Source: Review Copy
Price: £15.49 (Soundtrack £5.79)
Where To Get It: Steam
Perspective is a very funny thing. It can trick us. It can aid us, although not always in time. Looking at it differently allows us to change, or to empathise with others. But it can also damn us if we don’t change it.
How does that bear on a puzzle game in which you seem to be trapped in an Augmented Reality meant to be for your therapy? Well… Everything. Because fighting through the nightmare you find yourself in requires you to look at things a different way. Here, let me illustrate.
Take the nearest cuboid object to you that you can lift easily. For me, it’s one of my vape juice containers. Hold it up at arms length in front of you. Looks okay, right? Now hold it in between your eyes, and, as expected, it looks bigger. Hold it end first, and, as expected, it looks longer.
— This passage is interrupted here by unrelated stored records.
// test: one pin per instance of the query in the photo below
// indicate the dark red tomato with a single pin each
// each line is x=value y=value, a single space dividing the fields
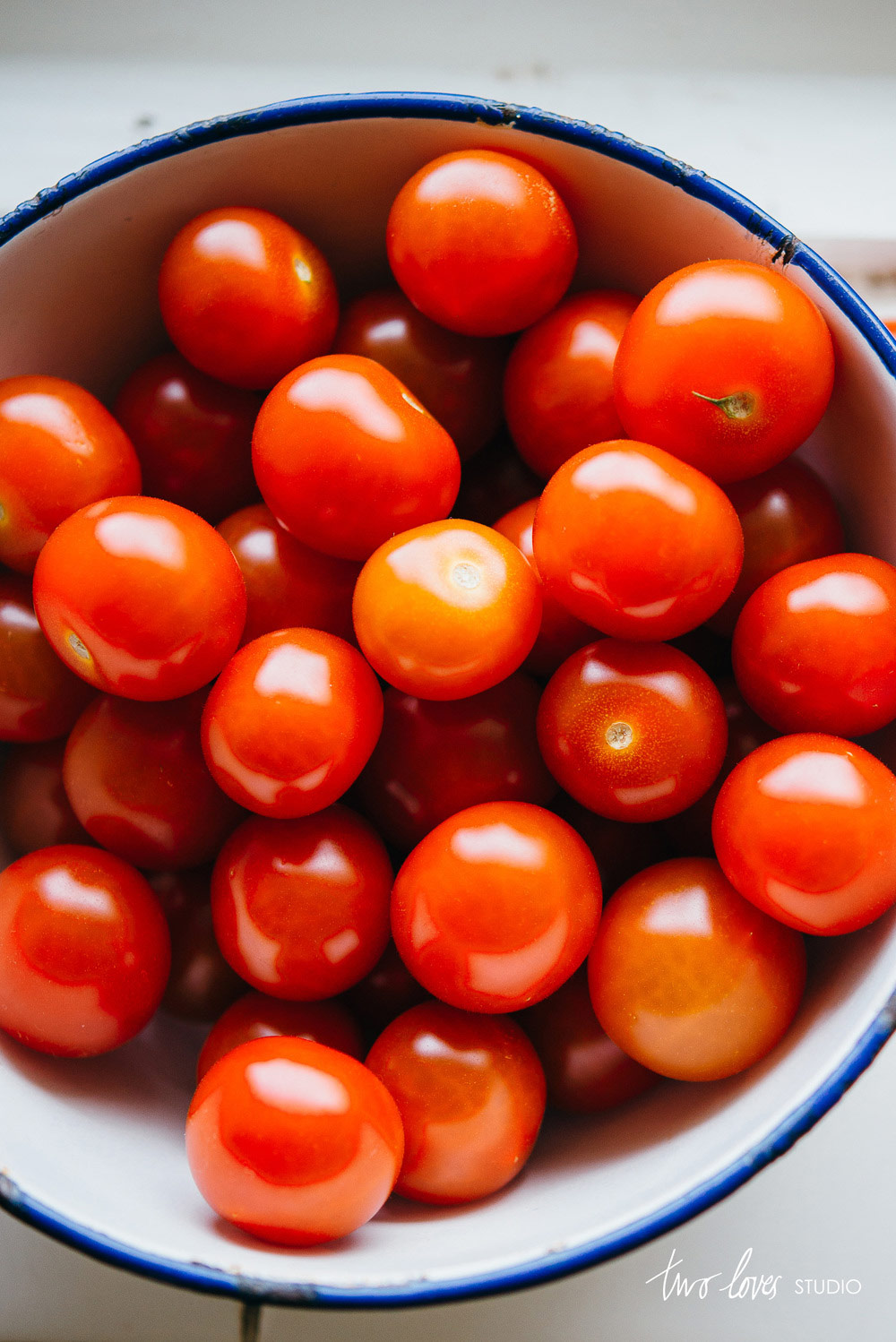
x=59 y=450
x=482 y=243
x=436 y=759
x=496 y=906
x=690 y=978
x=83 y=951
x=39 y=697
x=246 y=298
x=456 y=377
x=293 y=1142
x=632 y=730
x=194 y=436
x=302 y=906
x=345 y=457
x=585 y=1071
x=140 y=598
x=256 y=1016
x=558 y=387
x=728 y=366
x=636 y=542
x=788 y=515
x=471 y=1097
x=288 y=582
x=291 y=722
x=805 y=829
x=814 y=649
So far, so expected, right? Well, the thing about Superliminal is that changing the perception of an object’s size changes its size. You have to pick something up to do it, but essentially, every puzzle is about perspective, be it looking at things from a certain angle to turn them into objects, picking something up and holding it in such a way it appears bigger to make it bigger, or smaller, understanding how perspective can trick us into thinking there’s no hole in a shadowy room, even if the room’s well lit…
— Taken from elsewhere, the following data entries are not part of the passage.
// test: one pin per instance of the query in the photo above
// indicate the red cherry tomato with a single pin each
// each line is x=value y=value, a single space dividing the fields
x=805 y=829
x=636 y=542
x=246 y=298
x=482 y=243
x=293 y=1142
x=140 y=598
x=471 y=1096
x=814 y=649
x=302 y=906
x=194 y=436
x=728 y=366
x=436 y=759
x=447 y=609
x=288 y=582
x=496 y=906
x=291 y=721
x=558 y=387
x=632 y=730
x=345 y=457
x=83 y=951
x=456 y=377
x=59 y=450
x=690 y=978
Perspective. And the way the story progresses is also about perspective. Although I really can’t explain how, or why it’s connected to feelings of hopelessness, imposter syndrome, depression, anxiety… Without getting into massive spoiler territory. Hell, just saying that has spoiled something for a fair few people.
But I like it, even if some puzzles are infuriating. Apples. Ohhhh, apples have been the bane of my existence at least once. You will scream when you get one in particular. Please don’t throw things. You probably need those things you want to throw. Deep breaths… Deeeeep breaths.
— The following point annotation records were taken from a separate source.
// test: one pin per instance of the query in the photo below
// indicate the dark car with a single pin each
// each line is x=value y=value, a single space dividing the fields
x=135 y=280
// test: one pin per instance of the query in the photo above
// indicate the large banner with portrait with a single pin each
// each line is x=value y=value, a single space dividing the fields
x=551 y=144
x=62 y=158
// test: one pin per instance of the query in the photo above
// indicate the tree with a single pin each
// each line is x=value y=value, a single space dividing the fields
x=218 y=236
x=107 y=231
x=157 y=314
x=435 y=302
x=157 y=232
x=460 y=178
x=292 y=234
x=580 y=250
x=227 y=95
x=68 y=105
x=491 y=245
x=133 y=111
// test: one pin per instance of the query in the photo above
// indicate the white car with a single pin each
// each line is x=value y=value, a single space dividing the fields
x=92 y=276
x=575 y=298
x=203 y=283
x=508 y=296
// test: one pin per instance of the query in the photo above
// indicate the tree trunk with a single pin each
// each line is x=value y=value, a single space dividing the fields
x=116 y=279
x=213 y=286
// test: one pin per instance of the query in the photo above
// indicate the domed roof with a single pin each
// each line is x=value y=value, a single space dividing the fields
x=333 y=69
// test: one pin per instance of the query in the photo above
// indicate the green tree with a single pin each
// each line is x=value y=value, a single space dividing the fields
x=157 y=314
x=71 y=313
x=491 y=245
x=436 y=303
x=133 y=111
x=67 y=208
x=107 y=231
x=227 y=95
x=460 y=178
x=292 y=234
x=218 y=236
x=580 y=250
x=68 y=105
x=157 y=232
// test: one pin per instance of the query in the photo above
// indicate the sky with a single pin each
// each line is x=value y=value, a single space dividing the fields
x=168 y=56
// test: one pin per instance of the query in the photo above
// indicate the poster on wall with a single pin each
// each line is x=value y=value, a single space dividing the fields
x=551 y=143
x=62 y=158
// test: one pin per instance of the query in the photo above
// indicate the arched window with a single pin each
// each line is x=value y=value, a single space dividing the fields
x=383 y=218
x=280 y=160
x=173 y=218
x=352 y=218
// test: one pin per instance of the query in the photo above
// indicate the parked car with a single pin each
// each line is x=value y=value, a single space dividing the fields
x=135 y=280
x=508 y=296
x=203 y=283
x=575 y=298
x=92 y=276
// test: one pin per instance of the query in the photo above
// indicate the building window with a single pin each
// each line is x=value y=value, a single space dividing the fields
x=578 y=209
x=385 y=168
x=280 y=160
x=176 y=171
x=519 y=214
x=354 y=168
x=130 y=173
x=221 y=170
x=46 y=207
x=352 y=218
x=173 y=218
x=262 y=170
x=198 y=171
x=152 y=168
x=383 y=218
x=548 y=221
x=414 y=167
In any case, even though it’s a somewhat short game if you know exactly what to do, it all comes together pretty neatly in the end with an “Ah” moment (probably combined with a “You bastard” moment), its puzzles, while sometimes infuriating, are clever, and, for puzzle fans, this one comes recommended.
But that’s just my perspective. Maybe you’ll see it. Maybe you’ll have to shift your head around a bit to see it. Maybe you never will.
The Mad Welshman has to see a hero(ine)’s perspective. How else can he craft his easily escaped deathtraps so they find it easy to escape?